After playing with the timing, all I’ve managed to do thus far is make it worse. Now, for some reason, enemies do the same thing when they worked just fine before. Also, when a player is damaged they no longer show the proper symptoms for being on fire (mostly the smoke and flames).
What I have here I believe, is a Systemic Bug. Gods I fucking hate these. It’s not a misplaced line of code, it’s not the wrong variable getting passed or anything so dumb. No, instead it’s a breakdown of the logic of the system. Somewhere in the structure of the bloody thing, it’s doing something, some process, in the wrong order. The fact that it had previously worked was some kind of fluke.
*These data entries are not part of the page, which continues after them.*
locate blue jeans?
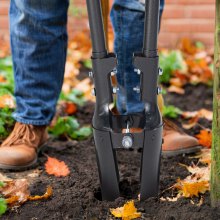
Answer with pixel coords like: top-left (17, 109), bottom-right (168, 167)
top-left (111, 0), bottom-right (164, 114)
top-left (10, 0), bottom-right (163, 125)
top-left (10, 0), bottom-right (68, 125)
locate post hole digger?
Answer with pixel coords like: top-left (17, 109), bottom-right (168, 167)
top-left (87, 0), bottom-right (163, 201)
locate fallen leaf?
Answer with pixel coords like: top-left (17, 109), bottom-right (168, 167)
top-left (0, 173), bottom-right (12, 182)
top-left (167, 85), bottom-right (185, 95)
top-left (0, 179), bottom-right (30, 204)
top-left (193, 149), bottom-right (211, 165)
top-left (181, 109), bottom-right (213, 121)
top-left (65, 102), bottom-right (77, 115)
top-left (182, 116), bottom-right (199, 130)
top-left (181, 164), bottom-right (210, 181)
top-left (28, 186), bottom-right (53, 201)
top-left (174, 180), bottom-right (209, 198)
top-left (196, 130), bottom-right (212, 148)
top-left (45, 157), bottom-right (70, 177)
top-left (110, 200), bottom-right (141, 220)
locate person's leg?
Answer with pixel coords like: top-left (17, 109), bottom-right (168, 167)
top-left (111, 0), bottom-right (200, 156)
top-left (111, 1), bottom-right (163, 114)
top-left (0, 0), bottom-right (68, 170)
top-left (10, 0), bottom-right (68, 125)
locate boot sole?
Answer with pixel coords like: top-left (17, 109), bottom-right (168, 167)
top-left (0, 143), bottom-right (46, 171)
top-left (162, 146), bottom-right (202, 158)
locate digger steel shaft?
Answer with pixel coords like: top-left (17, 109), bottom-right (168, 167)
top-left (87, 0), bottom-right (162, 200)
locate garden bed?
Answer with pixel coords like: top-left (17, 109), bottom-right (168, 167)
top-left (2, 85), bottom-right (220, 220)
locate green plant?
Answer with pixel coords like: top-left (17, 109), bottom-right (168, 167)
top-left (163, 105), bottom-right (182, 118)
top-left (0, 198), bottom-right (7, 216)
top-left (0, 108), bottom-right (15, 139)
top-left (160, 50), bottom-right (186, 83)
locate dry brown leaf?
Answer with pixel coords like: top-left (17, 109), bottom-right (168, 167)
top-left (181, 164), bottom-right (210, 181)
top-left (0, 173), bottom-right (12, 182)
top-left (196, 130), bottom-right (212, 148)
top-left (45, 157), bottom-right (70, 177)
top-left (110, 200), bottom-right (141, 220)
top-left (28, 186), bottom-right (53, 201)
top-left (181, 108), bottom-right (213, 121)
top-left (174, 180), bottom-right (209, 198)
top-left (65, 102), bottom-right (77, 115)
top-left (167, 85), bottom-right (185, 95)
top-left (195, 149), bottom-right (211, 165)
top-left (182, 116), bottom-right (199, 130)
top-left (0, 179), bottom-right (30, 203)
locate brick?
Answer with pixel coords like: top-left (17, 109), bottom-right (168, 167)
top-left (161, 19), bottom-right (215, 33)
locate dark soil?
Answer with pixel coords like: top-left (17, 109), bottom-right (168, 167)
top-left (2, 85), bottom-right (220, 220)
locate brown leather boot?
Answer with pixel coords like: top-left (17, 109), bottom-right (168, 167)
top-left (0, 122), bottom-right (48, 170)
top-left (162, 120), bottom-right (202, 157)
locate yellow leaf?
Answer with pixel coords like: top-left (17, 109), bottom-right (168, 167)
top-left (110, 200), bottom-right (141, 220)
top-left (196, 130), bottom-right (212, 148)
top-left (174, 180), bottom-right (209, 198)
top-left (28, 186), bottom-right (53, 201)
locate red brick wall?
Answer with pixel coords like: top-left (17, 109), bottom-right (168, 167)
top-left (0, 0), bottom-right (215, 47)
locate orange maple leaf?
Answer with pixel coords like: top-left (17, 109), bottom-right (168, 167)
top-left (174, 180), bottom-right (209, 198)
top-left (110, 200), bottom-right (141, 220)
top-left (45, 157), bottom-right (70, 177)
top-left (65, 102), bottom-right (77, 115)
top-left (196, 130), bottom-right (212, 148)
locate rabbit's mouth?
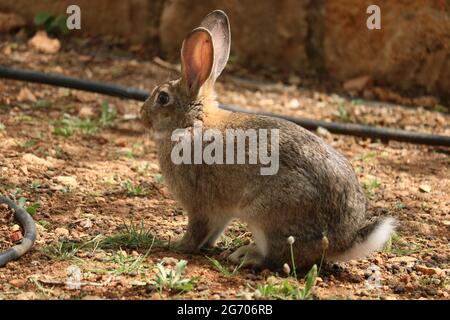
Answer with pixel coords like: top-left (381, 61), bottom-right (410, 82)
top-left (140, 103), bottom-right (153, 129)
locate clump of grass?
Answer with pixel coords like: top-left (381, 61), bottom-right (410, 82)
top-left (206, 257), bottom-right (245, 277)
top-left (17, 197), bottom-right (41, 216)
top-left (383, 232), bottom-right (424, 256)
top-left (92, 250), bottom-right (149, 276)
top-left (123, 180), bottom-right (147, 197)
top-left (42, 241), bottom-right (81, 261)
top-left (364, 178), bottom-right (381, 199)
top-left (99, 222), bottom-right (166, 250)
top-left (53, 114), bottom-right (99, 138)
top-left (150, 260), bottom-right (198, 295)
top-left (253, 236), bottom-right (320, 300)
top-left (337, 103), bottom-right (350, 122)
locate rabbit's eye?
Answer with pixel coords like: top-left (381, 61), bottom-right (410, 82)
top-left (157, 91), bottom-right (170, 106)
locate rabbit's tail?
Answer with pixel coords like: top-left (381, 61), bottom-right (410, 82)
top-left (332, 217), bottom-right (396, 261)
So to fix this, I’m going to gave to fix big chunks of code. I probably should have done this before, but I’m going to break out each of the Lists (Sprite, Enemy, Ground and Player) into their own function that will then check each of the other lists for collision purposes. Right now, I run the lists and then check things when they are convenient. So when I check bullets for example, I first check all the enemies, and since I have the bullets open, I have it check the players too, saves some processor time. But I get the impression it’s all those nested loops that are causing the stupidity. I’ll smash the thing with my brain until one of them admits defeat, and my money’s not on The Problem, which has a record of 0 – 100,000,000.